Kelly, a self-confessed “goer”, had stepped down as Merrivale coach after three years at the helm at the end of 1990 after the Tigers had won the wooden spoon.
He faced questions about his football future and fielded multiple offers.
But having “preached” to potential recruits about the value of playing at Merrivale, Kelly said he would have felt hypocritical if he left. Twelve months later he was a premiership player as the Tigers broke a 12-year flag drought.
“I had some good offers to coach and play at other clubs, I just didn’t think it was right,” Kelly said.
“I thought there was some unfinished business there and I felt we weren’t that far away.
“I played a bit of footy with South Warrnambool and I noticed in the Hampden league you probably relied on your bottom six and in the district league you relied on your top six.
“Our top six wasn’t too bad, but we did fall away a bit. I thought an influx of two or three good players can make all the difference in the district league.
“In the end it turned out to be a great incentive to stay. It was great to see the club have success.”

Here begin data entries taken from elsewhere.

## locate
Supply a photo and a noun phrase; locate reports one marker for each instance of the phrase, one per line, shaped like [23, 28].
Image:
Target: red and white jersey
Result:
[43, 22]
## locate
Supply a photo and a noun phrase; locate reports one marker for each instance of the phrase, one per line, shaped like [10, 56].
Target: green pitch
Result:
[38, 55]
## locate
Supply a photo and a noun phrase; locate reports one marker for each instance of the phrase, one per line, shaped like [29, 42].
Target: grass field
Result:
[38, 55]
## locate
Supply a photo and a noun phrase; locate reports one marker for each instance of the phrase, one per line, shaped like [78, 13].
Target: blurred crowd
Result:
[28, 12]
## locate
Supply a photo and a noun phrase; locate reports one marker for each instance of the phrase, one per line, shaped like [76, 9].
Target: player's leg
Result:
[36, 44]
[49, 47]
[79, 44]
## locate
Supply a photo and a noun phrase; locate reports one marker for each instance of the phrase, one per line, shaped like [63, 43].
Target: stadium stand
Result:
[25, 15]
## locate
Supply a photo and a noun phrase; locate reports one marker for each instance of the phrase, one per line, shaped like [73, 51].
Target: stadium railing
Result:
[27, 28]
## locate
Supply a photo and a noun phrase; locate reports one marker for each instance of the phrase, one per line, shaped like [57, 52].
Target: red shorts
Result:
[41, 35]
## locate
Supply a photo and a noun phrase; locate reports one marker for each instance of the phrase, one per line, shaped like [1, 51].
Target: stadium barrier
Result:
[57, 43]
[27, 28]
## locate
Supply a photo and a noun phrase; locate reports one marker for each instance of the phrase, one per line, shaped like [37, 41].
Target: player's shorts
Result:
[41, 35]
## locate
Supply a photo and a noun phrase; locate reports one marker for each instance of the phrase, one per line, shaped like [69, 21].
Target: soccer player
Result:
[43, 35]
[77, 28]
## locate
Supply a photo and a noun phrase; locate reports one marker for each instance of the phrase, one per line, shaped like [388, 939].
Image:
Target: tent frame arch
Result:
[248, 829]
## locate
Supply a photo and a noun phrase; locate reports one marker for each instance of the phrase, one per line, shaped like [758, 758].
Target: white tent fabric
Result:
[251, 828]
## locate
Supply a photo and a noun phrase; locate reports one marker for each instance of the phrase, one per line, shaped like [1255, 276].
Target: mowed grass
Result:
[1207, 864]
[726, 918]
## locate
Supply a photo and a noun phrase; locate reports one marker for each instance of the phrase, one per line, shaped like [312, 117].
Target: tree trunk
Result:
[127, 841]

The tale of triumph will be one of dozens told as about 300 people celebrate 80 years of football in Merrivale today.
Long-time club members will reflect on the glory years and the hard times at Merrivale Recreation Reserve when the Tigers take on Kolora-Noorat, and at a function at St Pius X Primary School tonight.
The footballers will play today’s third-versus-fourth clash in black jumpers, emblazoned with a MFC shield, a nod to the club’s ’70s strip.
Family is a recurring theme at the suburban club and Kelly will watch with pride as his son, senior captain James, leads the Tigers into battle.
“I still go to the football most weeks and the most enjoyment I get out of it is watching the sons of the blokes I played and coached with,” he said.
Another former champion, Kevin Greene, will also have a close eye on the action as his son Adam runs out with the reserves.
Greene said the club was “not upmarket” during his playing days in the ’70s, but the environment allowed him to make lifelong friends. “To raise money, when I was there, you’d do the gate sometimes yourself on Saturday, you’d play football and you’d organise a barrel after the game, which would be in a private garage,” he said.
“The clubs weren’t licensed, that’s how they ran. It moved around every week.”
Greene said he was looking forward to reuniting with his former teammates.
“I think it’s a very good idea. The boys that are organising (the celebrations) are doing a good job.
“The club does have good people that want to work for the club.”